Horizontal Class Backdoor to Deep Learning
Ma, Hua, Wang, Shang, Gao, Yansong
All existing backdoor attacks to deep learning (DL) models belong to the vertical class backdoor (VCB). That is, any sample from a class will activate the implanted backdoor in the presence of the secret trigger, regardless of source-class-agnostic or source-class-specific backdoor. Current trends of existing defenses are overwhelmingly devised for VCB attacks especially the source-class-agnostic backdoor, which essentially neglects other potential simple but general backdoor types, thus giving false security implications.
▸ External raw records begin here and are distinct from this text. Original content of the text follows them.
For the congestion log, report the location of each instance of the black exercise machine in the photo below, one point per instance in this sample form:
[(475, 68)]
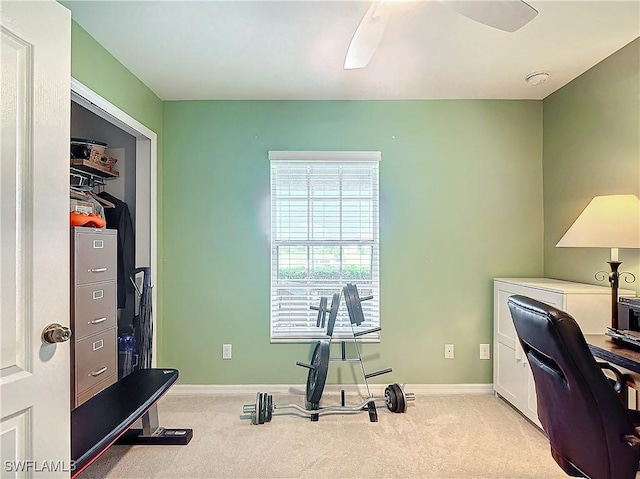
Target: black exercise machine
[(107, 418)]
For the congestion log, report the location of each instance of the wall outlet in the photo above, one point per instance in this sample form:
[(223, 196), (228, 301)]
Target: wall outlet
[(448, 351), (226, 351), (485, 351)]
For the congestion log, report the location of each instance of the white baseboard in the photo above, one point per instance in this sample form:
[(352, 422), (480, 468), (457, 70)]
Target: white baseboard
[(376, 389)]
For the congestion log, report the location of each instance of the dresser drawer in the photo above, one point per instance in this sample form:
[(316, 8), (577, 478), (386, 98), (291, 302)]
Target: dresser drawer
[(95, 309), (96, 257), (95, 359), (92, 391)]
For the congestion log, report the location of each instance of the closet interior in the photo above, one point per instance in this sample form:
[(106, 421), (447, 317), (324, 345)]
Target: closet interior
[(105, 202)]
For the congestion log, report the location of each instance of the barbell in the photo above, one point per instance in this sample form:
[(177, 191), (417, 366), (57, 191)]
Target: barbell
[(395, 399)]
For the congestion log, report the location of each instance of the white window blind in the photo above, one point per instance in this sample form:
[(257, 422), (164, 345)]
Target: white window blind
[(324, 234)]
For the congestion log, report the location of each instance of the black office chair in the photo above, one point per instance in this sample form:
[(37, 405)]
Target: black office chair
[(591, 432)]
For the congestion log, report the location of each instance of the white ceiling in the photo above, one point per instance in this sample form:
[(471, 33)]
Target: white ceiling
[(196, 50)]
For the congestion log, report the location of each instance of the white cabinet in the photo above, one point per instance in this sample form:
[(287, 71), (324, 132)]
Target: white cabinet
[(589, 305)]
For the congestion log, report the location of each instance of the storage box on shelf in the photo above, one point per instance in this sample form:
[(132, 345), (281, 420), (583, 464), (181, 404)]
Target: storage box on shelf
[(93, 312), (590, 306)]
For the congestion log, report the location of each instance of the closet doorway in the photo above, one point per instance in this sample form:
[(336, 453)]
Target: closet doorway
[(138, 184)]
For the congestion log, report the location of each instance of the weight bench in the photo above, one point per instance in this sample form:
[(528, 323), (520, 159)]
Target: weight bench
[(108, 416)]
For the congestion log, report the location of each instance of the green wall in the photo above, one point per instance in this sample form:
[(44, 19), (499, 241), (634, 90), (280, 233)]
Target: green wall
[(461, 203), (93, 66), (96, 68), (591, 147)]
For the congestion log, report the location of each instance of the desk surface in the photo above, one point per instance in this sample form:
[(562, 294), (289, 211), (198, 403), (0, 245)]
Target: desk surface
[(604, 347)]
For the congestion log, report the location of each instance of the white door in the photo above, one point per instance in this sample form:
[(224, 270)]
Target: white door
[(34, 238)]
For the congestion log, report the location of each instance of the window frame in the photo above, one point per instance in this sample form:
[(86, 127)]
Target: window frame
[(309, 333)]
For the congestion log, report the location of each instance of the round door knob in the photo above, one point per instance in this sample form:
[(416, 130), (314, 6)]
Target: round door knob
[(56, 333)]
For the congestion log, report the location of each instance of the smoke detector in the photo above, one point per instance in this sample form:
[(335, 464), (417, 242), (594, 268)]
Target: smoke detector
[(536, 78)]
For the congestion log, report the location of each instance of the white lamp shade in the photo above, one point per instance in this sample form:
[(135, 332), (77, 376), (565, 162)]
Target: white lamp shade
[(611, 221)]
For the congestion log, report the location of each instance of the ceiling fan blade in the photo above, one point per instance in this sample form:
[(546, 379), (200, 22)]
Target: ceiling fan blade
[(507, 15), (367, 37)]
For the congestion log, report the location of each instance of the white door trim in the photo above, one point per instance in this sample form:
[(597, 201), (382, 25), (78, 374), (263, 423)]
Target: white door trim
[(146, 161)]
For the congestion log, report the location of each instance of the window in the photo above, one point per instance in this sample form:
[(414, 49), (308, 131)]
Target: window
[(324, 234)]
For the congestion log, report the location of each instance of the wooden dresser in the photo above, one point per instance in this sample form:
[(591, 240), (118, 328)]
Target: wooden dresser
[(94, 355)]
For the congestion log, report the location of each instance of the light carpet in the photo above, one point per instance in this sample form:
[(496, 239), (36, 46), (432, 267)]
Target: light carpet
[(439, 437)]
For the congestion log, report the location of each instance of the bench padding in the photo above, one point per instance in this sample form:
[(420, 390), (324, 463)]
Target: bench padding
[(97, 423)]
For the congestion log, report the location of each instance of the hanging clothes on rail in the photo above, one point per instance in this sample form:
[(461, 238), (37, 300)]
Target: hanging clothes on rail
[(119, 218)]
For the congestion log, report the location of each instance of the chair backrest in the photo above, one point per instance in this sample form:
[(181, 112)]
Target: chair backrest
[(579, 410)]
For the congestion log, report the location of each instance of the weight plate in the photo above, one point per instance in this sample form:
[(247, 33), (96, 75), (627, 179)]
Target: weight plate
[(269, 413), (352, 300), (333, 314), (390, 398), (256, 413), (402, 400), (318, 374), (357, 306), (347, 301), (261, 409), (322, 311)]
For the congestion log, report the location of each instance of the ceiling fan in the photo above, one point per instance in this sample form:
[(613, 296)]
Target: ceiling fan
[(507, 15)]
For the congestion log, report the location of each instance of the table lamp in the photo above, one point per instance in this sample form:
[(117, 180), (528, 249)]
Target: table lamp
[(611, 221)]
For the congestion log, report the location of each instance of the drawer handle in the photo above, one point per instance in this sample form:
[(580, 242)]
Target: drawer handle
[(98, 372)]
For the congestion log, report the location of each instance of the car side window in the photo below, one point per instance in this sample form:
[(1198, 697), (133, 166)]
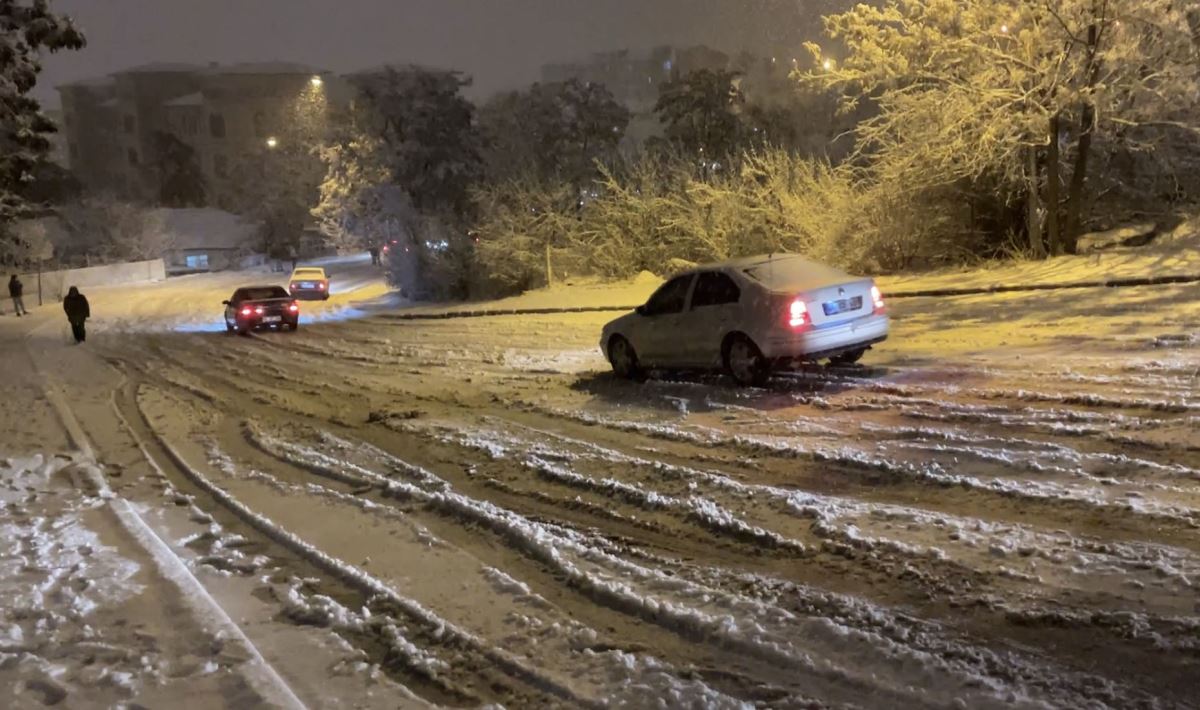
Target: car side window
[(714, 288), (670, 298)]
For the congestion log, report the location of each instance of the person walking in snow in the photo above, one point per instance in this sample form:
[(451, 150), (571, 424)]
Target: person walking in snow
[(16, 290), (78, 312)]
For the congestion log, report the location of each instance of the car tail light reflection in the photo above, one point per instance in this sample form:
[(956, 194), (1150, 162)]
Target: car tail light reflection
[(877, 298), (798, 314)]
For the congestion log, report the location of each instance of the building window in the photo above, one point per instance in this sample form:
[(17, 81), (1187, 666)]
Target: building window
[(197, 260)]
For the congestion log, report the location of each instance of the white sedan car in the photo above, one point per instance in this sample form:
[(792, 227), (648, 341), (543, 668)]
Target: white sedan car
[(749, 317)]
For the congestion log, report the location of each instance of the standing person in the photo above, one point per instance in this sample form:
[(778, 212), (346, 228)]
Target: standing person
[(16, 289), (78, 312)]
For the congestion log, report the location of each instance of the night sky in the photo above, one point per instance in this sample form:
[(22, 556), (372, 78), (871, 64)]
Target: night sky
[(502, 43)]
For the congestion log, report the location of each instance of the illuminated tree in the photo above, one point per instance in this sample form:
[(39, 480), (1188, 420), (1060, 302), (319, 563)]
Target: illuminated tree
[(27, 29), (1005, 90)]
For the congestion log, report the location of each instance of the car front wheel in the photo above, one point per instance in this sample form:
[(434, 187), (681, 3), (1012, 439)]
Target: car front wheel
[(745, 363), (623, 359)]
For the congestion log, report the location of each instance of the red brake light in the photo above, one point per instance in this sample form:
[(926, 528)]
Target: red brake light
[(877, 298), (798, 314)]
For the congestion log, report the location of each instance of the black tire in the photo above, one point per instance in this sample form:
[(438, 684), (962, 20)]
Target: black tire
[(849, 357), (624, 359), (745, 362)]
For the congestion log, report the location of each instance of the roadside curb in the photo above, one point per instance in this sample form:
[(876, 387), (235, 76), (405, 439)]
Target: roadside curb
[(1047, 287), (916, 294)]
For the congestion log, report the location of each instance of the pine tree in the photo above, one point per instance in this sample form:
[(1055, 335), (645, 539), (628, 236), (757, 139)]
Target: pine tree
[(27, 29)]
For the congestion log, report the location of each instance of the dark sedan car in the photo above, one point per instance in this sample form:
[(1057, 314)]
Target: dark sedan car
[(262, 306)]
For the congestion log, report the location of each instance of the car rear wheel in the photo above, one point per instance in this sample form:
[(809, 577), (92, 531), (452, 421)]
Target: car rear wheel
[(850, 357), (744, 362), (623, 359)]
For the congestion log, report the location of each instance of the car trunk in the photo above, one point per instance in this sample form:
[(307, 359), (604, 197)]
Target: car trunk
[(840, 302)]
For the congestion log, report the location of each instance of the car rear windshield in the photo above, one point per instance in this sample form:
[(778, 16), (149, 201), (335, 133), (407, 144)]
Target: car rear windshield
[(790, 271), (262, 294)]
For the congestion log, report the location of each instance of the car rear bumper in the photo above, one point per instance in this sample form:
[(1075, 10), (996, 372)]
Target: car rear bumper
[(301, 293), (828, 341)]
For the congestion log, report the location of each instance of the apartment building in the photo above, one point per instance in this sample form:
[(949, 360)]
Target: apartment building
[(113, 124)]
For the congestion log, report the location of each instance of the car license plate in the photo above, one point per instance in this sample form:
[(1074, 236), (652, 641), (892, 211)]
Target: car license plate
[(843, 306)]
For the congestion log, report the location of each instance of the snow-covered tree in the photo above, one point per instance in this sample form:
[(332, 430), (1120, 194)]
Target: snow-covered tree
[(1005, 90), (27, 29), (700, 112), (552, 131), (426, 134)]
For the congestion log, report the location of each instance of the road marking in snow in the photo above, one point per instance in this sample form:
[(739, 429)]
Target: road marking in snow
[(258, 673)]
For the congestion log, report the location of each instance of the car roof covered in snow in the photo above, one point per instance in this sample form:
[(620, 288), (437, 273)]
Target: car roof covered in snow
[(784, 272)]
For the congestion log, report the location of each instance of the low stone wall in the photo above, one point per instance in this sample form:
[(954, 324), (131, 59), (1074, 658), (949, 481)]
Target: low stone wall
[(55, 283)]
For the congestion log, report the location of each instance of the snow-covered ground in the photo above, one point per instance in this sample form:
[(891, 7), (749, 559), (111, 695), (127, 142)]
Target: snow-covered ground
[(1001, 507)]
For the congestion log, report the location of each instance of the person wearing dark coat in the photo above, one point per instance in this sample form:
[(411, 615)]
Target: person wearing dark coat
[(17, 289), (78, 312)]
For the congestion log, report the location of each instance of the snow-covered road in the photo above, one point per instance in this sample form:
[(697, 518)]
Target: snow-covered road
[(1000, 509)]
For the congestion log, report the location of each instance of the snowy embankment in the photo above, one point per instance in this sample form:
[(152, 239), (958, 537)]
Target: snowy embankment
[(1173, 254)]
It is thus urgent to discover unknown backdoor types. This work reveals a new, simple, and general horizontal class backdoor (HCB) attack. We show that the backdoor can be naturally bounded with innocuous natural features that are common and pervasive in the real world. Note that an innocuous feature (e.g., expression) is irrelevant to the main task of the model (e.g., recognizing a person from one to another). The innocuous feature spans across classes horizontally but is exhibited by partial samples per class -- satisfying the horizontal class (HC) property. Only when the trigger is concurrently presented with the HC innocuous feature, can the backdoor be effectively activated. Extensive experiments on attacking performance in terms of high attack success rates with tasks of 1) MNIST, 2) facial recognition, 3) traffic sign recognition, and 4) object detection demonstrate that the HCB is highly efficient and effective. We extensively evaluate the HCB evasiveness against a (chronologically) series of 9 influential countermeasures of Fine-Pruning (RAID 18'), STRIP (ACSAC 19'), Neural Cleanse (Oakland 19'), ABS (CCS 19'), Februus (ACSAC 20'), MNTD (Oakland 21'), SCAn (USENIX SEC 21'), MOTH (Oakland 22'), and Beatrix (NDSS 23'), where none of them can succeed even when a simplest trigger is used.